Unlimited Offline Access: How We Improved Tarteel’s Performance by Offloading JSON Transformation to SQL

Offline features were causing slowdowns and crashes with increased user data. We improved performance by offloading calculations to a multithreaded native module and switching from in-memory JSON to SQLite for data storage. While migrating to SQL, we found a trick that sped up data retrieval by 69%.

Unlimited Offline Access: How We Improved Tarteel’s Performance by Offloading JSON Transformation to SQL

Background

Memorizing the Quran, known as Hifz, demands a dedicated and consistent time commitment. In today's fast-paced world, many people make use of small pockets of time throughout their day — whether on the go or away from home — to memorize and review. However, we also recognize that a fast, stable internet connection isn't always within reach for everyone. At Tarteel, our mission is to empower Muslims to engage with the Quran — whether through memorization, revision, or other forms — anytime and anywhere. That's why one of our guiding principles in developing the Tarteel app is ensuring that its core features are fully accessible offline.

About a year after adding offline support to some of our features, a few of our power users started reporting that the app was becoming extremely slow and frequently crashing. These were users who had been using Tarteel extensively for many months — some for more than 4 hours every day! We recognized this as a critical warning sign; if we didn’t fix the issue, even our less active users would eventually be affected as their activity history grew. In this blog post, we explore some of the efforts we took to restore Tarteel’s performance for users with large amounts of account data. In particular, we highlight a key insight we gained regarding data retrieval from SQLite, which resulted in a 69% performance improvement.

Statistics Engine

One key area of functionality that we’ve already made available offline is our statistics engine. Whether it’s updating your streak, tracking your progress, or finding out what you need to recite next to achieve your goal, all of this is calculated in the app and works offline. Unfortunately what we found is that for our power users (some of whom recite to Tarteel’s AI for more than 4 hours every day!) the performance of the app declined over time.

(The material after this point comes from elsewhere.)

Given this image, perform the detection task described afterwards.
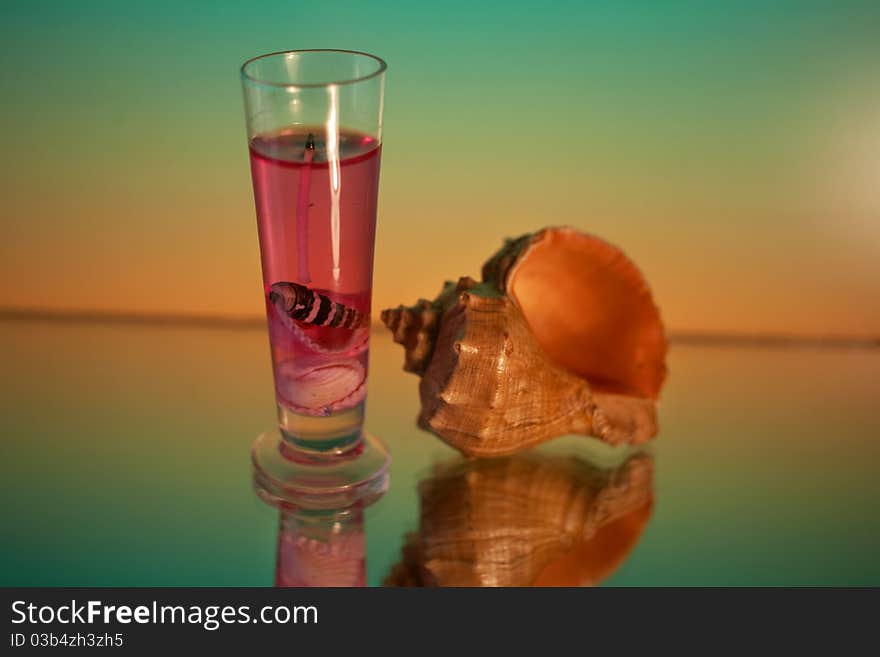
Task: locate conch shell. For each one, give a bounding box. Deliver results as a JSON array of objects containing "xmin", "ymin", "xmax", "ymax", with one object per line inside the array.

To understand why the performance was declining, we have to consider how the Tarteel app is built. We build the Tarteel app using React Native, a popular framework for building cross-platform apps using JavaScript. React Native’s architecture does not support multithreading on its main JavaScript thread. As users accumulated more account data in the app, calculating statistics took longer, blocking the main JavaScript thread and causing the app to feel slow and unresponsive. Additionally, our app previously stored all user data in-memory as JSON, leading to increased memory usage as account data grew and further impacting performance.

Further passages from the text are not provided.